Sign-Supported Nepali

Sign-Supported Nepali, also commonly known as Signed Nepali, is a pidginized form of Nepali Sign Language commonly used by hearing people who (nominally) sign in their interactions with deaf people. It is also commonly used by those deaf persons who acquired Nepali Sign Language later in life and for whom Nepali is their first language (L1) and Nepali Sign Language is a second language (L2).

Although schools for the deaf in Nepal theoretically use Nepali Sign Language as their medium of instruction (alongside written Nepali), in practice and in fact, the majority of classes are conducted in some version of Sign-Supported Nepali, as a Simultaneous Communication (or so-called Total Communication) approach is widely practiced.
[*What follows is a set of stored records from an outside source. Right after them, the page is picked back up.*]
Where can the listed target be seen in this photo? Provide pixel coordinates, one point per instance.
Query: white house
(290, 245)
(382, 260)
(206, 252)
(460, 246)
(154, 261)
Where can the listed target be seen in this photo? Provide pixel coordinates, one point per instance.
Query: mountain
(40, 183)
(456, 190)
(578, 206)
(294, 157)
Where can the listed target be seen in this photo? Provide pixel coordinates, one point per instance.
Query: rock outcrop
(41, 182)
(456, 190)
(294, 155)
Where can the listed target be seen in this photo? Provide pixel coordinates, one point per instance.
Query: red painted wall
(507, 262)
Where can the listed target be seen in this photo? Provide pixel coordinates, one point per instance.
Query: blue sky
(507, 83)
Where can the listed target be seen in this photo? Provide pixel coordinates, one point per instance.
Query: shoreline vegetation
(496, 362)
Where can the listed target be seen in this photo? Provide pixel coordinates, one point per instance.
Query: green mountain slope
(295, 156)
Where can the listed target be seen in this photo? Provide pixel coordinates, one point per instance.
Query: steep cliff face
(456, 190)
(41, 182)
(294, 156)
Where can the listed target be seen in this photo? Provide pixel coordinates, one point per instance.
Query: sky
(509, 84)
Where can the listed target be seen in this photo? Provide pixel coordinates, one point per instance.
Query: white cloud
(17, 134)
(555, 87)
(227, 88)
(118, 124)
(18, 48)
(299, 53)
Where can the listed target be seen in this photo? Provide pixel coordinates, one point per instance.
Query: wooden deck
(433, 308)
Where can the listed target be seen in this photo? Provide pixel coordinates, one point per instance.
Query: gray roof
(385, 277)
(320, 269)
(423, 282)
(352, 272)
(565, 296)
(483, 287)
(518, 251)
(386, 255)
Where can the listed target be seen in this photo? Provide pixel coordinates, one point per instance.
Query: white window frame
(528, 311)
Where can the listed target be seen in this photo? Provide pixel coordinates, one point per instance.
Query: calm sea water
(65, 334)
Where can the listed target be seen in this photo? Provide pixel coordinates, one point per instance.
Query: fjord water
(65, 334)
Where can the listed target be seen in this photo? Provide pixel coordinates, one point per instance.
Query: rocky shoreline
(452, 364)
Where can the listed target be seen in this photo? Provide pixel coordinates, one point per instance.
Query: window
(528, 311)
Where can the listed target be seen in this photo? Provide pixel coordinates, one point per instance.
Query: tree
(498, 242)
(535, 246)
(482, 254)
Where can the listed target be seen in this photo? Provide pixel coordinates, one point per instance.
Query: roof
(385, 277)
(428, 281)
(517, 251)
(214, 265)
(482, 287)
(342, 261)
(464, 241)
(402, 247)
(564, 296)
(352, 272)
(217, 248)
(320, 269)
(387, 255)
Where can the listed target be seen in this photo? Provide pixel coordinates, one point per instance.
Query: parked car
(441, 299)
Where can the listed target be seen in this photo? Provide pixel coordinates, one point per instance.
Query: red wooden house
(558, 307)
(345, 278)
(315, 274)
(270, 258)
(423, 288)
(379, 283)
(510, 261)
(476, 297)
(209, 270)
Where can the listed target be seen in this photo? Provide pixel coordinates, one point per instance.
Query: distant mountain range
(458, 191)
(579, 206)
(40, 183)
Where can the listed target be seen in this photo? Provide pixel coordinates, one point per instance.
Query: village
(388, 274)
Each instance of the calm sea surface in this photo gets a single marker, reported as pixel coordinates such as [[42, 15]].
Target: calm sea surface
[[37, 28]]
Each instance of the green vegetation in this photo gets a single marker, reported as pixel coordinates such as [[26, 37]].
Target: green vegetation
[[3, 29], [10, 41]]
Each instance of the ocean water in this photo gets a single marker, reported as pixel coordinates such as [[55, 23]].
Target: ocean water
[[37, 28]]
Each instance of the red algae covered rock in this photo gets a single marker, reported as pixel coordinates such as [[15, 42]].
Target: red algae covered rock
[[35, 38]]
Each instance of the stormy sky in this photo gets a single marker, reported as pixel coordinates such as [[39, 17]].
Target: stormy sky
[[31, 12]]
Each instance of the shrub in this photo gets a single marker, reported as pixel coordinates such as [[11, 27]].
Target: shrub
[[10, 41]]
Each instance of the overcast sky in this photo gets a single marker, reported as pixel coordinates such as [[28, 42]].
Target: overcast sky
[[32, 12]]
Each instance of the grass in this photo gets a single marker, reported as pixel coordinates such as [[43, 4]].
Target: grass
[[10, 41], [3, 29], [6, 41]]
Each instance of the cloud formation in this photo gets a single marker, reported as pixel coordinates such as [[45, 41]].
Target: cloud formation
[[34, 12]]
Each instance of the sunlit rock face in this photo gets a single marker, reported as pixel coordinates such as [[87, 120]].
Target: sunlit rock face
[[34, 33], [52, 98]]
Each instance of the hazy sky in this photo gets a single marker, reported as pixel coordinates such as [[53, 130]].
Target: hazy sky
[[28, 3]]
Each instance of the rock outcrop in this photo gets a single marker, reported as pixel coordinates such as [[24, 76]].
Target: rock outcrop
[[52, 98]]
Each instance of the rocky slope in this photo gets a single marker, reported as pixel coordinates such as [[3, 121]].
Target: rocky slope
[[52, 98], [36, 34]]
Although the deaf themselves, as articulated by representative organizations such as the National Deaf Federation Nepal and Kathmandu Association of the Deaf, value natural sign language (i.e. Nepali Sign Language) most highly, teachers at schools for the deaf (including sometimes teachers who are themselves deaf) tend to value only signing which follow the grammar of Nepali, i.e. Sign-Supported Nepali.[1]


References

  1. Erika Hoffmann-Dilloway (2008). "Metasemiotic Regimentation in the Standardization of Nepali Sign Language." Journal of Linguistic Anthropology. 18/2: 192-213.